Segunda, 22 de junho de 2026
O ministro do STF André Mendonça afirmou, durante julgamento na última terça-feira, que recebeu uma proposta de “delação seletiva” relacionada ao caso Banco Master e criticou a iniciativa, não revelando o nome do autor.
“Perderam o pudor, ministro Gilmar.” “Me chegou uma proposta por um advogado (…) ‘Queremos fazer uma delação seletiva'”, declarou o magistrado durante sessão da Segunda Turma do Supremo.

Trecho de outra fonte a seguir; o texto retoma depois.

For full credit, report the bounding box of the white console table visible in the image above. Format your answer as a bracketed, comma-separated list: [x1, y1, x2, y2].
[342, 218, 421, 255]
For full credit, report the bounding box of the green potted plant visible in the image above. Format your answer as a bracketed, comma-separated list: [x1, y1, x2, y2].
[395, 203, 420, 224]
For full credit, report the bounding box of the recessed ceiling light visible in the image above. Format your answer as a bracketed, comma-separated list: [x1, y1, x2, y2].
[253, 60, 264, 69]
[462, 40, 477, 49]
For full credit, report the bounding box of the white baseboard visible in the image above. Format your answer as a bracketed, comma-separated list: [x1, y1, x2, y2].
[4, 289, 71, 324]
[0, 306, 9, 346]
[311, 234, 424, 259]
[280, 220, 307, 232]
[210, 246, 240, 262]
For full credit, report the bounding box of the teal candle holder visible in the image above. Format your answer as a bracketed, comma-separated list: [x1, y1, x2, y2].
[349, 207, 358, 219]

A proposta teria sido apresentada pelo advogado Roberto Podval, que deixou a defesa do ex-banqueiro Daniel Vorcaro em março. A informação foi publicada pelo jornal O Globo e confirmada pela coluna da jornalista Carla Araújo, no UOL. Questionado, o advogado não comentou o assunto.
Proposta de delação rejeitada
Mendonça afirmou que rejeitou a ideia e exigiu colaboração integral. “Não faço questão de delação, agora, delação seletiva comigo, não”, disse.
De acordo com a reportagem do UOL, a proposta envolveria evitar desgastes ao STF ao supostamente poupar ministros de acusações feitas por Vorcaro. O ministro, porém, teria deixado claro que qualquer acordo exigiria respostas completas sobre os fatos investigados.
Durante o julgamento, Mendonça também alertou para possíveis tentativas de interferência nas apurações. “Todos nós devemos zelar para evitar ensejarmos não só a nulidade, mas a hipótese de suspeitas sobre a condução (…) E mais que isso, ministro Gilmar: tentativas de obstaculizar as investigações. Isso é grave.”
Em outro momento da sessão, o ministro relembrou uma conversa com Gilmar Mendes antes de chegar ao STF. “Não tenho medo da morte, quanto mais de ser ministro de um tribunal. Não tenho medo de combater o crime, aplicando a lei”, afirmou.
Nos bastidores do Supremo, a atuação de Mendonça gerou críticas de integrantes da Corte, que questionam sua participação em discussões relacionadas à delação e a divulgação de informações da investigação.
Enquanto isso, a defesa de Daniel Vorcaro avalia mudar sua estratégia jurídica. A tendência, segundo a reportagem, é manter uma postura colaborativa, mas focar em atenuantes e brechas legais, sem apresentar uma nova proposta de delação no curto prazo.